Hacker News new | ask | show | jobs
by ornitorrincos 1845 days ago
YUV has been the standard video Color encoding on TV. It is in fact a backwards compatible extension to black and white as the wikipedia page puts it: https://en.wikipedia.org/wiki/YUV

while not standard, writing a shader to decode is not hard(admittedly if you know shaders)

The time I spent dealing with video decode/encode was not pleasurable but interesting.

The really hard part is the actual encoding/decoding algorhtims

3 comments

> while not standard, writing a shader to decode is not hard(admittedly if you know shaders)

Ah, the old "Step 2: Draw the rest of the owl" scenario.

We'll leave that as an exercise for the reader
YUV was the standard in PAL, NTSC used something called YIQ.
Is that why the industry joke was the NTSC acronym meant “Never The Same Color Twice”?
I don't think so. I think NTSC's color issues (compared to PAL) were due more to how PAL alternates the phase of the lines (PAL = phase alternating lines, btw). The alternating phases or PAL had the effect of canceling out transmission errors (in the colors), providing more stable color than NTSC. This is somewhat similar to how balanced pairs in ethernet cables cancel out transmission errors. (see also: balanced lines in long pro audio cables or differential pairs in PCB routing)
It's similar, but note that what differential-voltage signaling cancels (as in pro audio cables, PCB routing, or ethernet cables) is common-mode EMI; but, as I understand it, the differential-phase signaling in PAL instead cancels out errors introduced by dispersion (where the phase delay varies significantly over the 6MHz bandwidth of a TV channel).

So it's analogous, but there's a critically important difference. (Not that you claimed otherwise.)

I'd add the relative lack of calibration on NTSC as another huge factor.
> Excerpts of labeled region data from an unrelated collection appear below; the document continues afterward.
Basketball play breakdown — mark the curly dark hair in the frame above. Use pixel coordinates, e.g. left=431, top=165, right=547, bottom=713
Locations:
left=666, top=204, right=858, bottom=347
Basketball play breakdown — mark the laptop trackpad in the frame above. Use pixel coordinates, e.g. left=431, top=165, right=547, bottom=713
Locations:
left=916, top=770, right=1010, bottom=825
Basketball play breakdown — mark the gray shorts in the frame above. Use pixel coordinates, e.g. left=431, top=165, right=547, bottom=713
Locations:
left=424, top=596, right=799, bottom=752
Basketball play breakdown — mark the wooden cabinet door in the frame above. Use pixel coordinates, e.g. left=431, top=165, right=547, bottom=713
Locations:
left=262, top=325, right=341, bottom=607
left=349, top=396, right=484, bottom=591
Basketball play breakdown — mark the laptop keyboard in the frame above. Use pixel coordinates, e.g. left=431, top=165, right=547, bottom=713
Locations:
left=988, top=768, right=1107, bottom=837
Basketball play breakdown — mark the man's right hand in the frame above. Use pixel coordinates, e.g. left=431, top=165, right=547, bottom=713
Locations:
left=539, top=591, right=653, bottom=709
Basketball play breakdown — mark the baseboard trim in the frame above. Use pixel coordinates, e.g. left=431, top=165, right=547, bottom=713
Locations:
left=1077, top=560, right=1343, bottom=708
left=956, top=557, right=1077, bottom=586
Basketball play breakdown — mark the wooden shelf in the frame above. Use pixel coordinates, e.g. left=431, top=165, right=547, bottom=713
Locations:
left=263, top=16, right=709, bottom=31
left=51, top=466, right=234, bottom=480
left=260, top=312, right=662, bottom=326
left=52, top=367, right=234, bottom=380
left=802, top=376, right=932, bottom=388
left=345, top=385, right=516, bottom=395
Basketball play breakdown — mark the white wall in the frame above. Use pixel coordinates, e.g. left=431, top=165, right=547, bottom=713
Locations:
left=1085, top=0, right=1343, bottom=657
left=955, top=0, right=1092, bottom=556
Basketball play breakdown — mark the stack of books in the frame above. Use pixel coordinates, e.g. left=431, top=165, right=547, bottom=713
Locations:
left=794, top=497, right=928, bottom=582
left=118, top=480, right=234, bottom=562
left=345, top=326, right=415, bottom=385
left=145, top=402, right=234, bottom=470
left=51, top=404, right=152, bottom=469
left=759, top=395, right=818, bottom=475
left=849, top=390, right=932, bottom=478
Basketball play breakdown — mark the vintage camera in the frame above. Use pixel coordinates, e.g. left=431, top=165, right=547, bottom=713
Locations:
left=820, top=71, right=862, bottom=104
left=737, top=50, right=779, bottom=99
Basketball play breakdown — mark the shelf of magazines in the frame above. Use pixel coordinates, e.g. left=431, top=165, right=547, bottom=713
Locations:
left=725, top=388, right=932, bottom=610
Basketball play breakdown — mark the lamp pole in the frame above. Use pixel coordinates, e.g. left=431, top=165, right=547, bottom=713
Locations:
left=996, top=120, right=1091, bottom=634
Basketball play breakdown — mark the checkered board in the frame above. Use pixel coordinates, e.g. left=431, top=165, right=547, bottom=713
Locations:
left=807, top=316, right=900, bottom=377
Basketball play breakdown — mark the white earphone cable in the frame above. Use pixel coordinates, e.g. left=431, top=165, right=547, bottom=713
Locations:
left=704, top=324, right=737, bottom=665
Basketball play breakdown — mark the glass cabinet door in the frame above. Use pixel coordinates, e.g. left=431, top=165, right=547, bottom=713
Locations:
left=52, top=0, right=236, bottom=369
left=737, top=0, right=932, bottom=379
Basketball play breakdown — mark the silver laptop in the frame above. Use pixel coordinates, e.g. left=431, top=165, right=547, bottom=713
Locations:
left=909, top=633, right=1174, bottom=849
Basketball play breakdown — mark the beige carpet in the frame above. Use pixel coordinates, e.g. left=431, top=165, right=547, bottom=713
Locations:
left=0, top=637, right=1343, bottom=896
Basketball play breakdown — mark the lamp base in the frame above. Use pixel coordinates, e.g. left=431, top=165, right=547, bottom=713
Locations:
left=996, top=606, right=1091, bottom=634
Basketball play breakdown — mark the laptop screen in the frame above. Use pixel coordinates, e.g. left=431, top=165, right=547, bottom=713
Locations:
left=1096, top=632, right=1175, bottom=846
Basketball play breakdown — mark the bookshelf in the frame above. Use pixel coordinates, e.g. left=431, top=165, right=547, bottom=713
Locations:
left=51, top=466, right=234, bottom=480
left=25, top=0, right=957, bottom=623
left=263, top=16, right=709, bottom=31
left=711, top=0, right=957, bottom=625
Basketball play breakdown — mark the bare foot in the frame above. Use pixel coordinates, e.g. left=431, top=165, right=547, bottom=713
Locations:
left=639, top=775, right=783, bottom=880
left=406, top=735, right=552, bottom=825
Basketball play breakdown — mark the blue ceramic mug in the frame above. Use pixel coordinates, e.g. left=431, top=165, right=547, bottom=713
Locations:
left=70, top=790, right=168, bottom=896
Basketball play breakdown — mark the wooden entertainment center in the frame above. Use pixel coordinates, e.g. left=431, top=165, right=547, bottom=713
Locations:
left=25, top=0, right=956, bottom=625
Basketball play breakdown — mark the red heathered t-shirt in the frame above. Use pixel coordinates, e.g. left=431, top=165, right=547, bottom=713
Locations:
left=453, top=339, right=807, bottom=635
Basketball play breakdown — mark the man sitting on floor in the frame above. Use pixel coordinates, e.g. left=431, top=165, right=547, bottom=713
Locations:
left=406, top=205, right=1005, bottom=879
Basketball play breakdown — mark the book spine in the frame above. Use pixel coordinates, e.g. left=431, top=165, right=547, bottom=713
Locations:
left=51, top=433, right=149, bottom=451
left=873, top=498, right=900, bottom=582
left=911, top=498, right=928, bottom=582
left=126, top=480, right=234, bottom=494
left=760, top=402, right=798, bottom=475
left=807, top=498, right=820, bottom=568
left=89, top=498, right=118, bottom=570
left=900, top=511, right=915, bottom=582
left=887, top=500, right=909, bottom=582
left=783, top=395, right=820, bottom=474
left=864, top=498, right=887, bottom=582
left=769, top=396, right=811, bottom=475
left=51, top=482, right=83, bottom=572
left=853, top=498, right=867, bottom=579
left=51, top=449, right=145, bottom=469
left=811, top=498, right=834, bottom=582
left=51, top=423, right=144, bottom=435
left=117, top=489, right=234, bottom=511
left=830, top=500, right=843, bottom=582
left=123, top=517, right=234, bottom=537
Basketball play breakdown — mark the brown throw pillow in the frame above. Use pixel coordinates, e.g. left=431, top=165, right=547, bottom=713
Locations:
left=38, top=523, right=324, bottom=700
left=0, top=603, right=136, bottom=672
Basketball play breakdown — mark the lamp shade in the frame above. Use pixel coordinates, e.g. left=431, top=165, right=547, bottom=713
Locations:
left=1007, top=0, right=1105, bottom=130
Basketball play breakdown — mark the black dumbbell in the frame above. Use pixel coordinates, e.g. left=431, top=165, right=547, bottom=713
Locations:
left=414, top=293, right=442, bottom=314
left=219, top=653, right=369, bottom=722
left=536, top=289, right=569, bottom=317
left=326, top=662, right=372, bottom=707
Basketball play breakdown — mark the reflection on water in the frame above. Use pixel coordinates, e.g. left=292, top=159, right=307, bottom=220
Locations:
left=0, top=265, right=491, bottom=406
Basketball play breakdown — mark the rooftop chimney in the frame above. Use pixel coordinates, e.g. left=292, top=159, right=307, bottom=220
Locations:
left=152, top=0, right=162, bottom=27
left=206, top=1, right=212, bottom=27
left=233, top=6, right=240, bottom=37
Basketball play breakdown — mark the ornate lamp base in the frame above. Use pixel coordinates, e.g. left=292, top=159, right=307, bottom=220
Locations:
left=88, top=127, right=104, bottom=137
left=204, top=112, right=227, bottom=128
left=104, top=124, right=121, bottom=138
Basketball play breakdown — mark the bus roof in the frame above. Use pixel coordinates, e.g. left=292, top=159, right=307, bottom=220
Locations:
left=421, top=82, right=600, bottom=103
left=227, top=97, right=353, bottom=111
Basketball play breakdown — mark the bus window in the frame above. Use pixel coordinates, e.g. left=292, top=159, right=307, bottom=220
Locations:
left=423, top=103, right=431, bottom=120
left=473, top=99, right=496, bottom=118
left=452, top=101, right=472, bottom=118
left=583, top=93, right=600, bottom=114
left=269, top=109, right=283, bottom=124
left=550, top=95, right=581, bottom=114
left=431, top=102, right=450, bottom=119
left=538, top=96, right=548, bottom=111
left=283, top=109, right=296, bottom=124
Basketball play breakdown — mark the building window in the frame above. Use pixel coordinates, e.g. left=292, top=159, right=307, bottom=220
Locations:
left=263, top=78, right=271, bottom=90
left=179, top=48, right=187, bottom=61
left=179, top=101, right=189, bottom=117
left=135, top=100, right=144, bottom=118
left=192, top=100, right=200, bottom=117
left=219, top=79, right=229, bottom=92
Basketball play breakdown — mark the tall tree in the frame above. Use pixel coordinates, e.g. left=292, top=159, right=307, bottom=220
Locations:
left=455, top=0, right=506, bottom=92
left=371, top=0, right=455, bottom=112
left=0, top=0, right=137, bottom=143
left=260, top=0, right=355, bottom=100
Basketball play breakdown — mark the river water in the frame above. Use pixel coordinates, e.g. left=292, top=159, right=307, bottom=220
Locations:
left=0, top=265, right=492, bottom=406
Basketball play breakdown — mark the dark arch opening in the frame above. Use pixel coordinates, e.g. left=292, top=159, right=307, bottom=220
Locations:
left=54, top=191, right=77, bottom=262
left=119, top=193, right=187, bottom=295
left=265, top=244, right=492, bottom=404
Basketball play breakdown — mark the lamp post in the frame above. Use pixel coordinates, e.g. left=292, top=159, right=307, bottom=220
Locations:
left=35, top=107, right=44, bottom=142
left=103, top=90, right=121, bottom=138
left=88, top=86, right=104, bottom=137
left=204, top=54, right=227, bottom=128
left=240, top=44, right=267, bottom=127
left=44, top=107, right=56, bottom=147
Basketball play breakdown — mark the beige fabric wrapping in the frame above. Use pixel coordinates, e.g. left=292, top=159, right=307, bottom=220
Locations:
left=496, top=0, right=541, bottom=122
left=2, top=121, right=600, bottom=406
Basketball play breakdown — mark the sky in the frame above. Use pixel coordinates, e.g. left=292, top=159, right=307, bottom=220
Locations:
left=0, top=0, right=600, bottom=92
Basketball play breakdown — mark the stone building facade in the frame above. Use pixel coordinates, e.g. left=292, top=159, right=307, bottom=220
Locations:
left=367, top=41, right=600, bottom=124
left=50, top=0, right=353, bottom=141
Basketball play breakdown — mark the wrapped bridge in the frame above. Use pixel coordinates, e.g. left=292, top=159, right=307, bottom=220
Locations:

When you have TV manufacturers putting out sets with completely different defaults on top of broadcasters not being able to calibrate to any sort of standard TV appearance, you'd see a lot of different results per-station AND per-show.
I may be conjuring things, but I think many early video cards actually outputted a TV or component video signal, which uses YUV (=YCbCr?) color, so it is RGB that would have required conversion, not YUV.